The day after 420 was opening day for New Jersey’s recreational sales, and by all accounts it was a big day. At the dozen retail dispensaries statewide that opened their doors to adult customers, crowds topped more than 12,000 eager buyers — far exceeding state government expectations. Total opening day sales totaled nearly $1.9 million dollars.
New Jersey’s Cannabis Regulatory Commission had approved seven companies — Acreage, Ascend, Columbia Care, Curaleaf, GTI, TerrAscend and Verano — to expand their dispensary operations from medical sales to adult-use sales. So far, it’s been long lines, steady business and no reports of supply problems nor major incidents.
Governor Phil Murphy has long been a proponent of legal cannabis, and told the press “I got behind this for social justice reasons. The war on drugs had a huge deleterious impact on communities of color, yet another chapter in our country’s history.” He was not willing to publicly state whether or not he would be one of the first week buyers, although he was quoted as saying “If we were legalizing scotch, I’d show up with a shopping cart.”
Next door, New York has already passed legalization and is trying to begin adult recreational sales by year-end. But right now, it’s unclear whether or not New Yorkers will be crossing the Hudson in droves. To begin with, New Jersey has no dispensaries right across the border, such as in Jersey City, that are easily reachable by public transit. And because New York has yet to codify state sales policies, a legal loophole called “gifting” is being exploited all over the state. This grey-market practice has unlicensed sellers provide a “gift” of cannabis with the purchase of some other low-value item, such as selling a bumper sticker for $50 with a “free” bag of cannabis as a thank-you. So long as the “gifted” amount is 3 ounces or less, there is no interest among local prosecutors to take action: some have deemed it as legal for now.

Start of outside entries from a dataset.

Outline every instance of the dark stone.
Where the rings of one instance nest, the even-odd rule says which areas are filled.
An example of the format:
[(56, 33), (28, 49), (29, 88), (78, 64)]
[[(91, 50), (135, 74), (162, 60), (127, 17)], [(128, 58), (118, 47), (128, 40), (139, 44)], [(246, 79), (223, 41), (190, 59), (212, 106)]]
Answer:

What’s more, New Jersey Attorney General Matthew Platkin just issued a ruling to law enforcement agencies that police officers are free to purchase and consume cannabis. While some critics are concerned this may lead to officers being high on the job, the ruling reinforces the wording of the previously-passed New Jersey Cannabis Regulatory, Enforcement Assistance and Marketplace Modernization Act. Agencies may not take any adverse actions against officers who use cannabis off-duty, which puts cannabis in the same class as off-duty alcohol use. Of course, Platkin’s ruling does remind law enforcement that there should be zero tolerance for cannabis use on the job.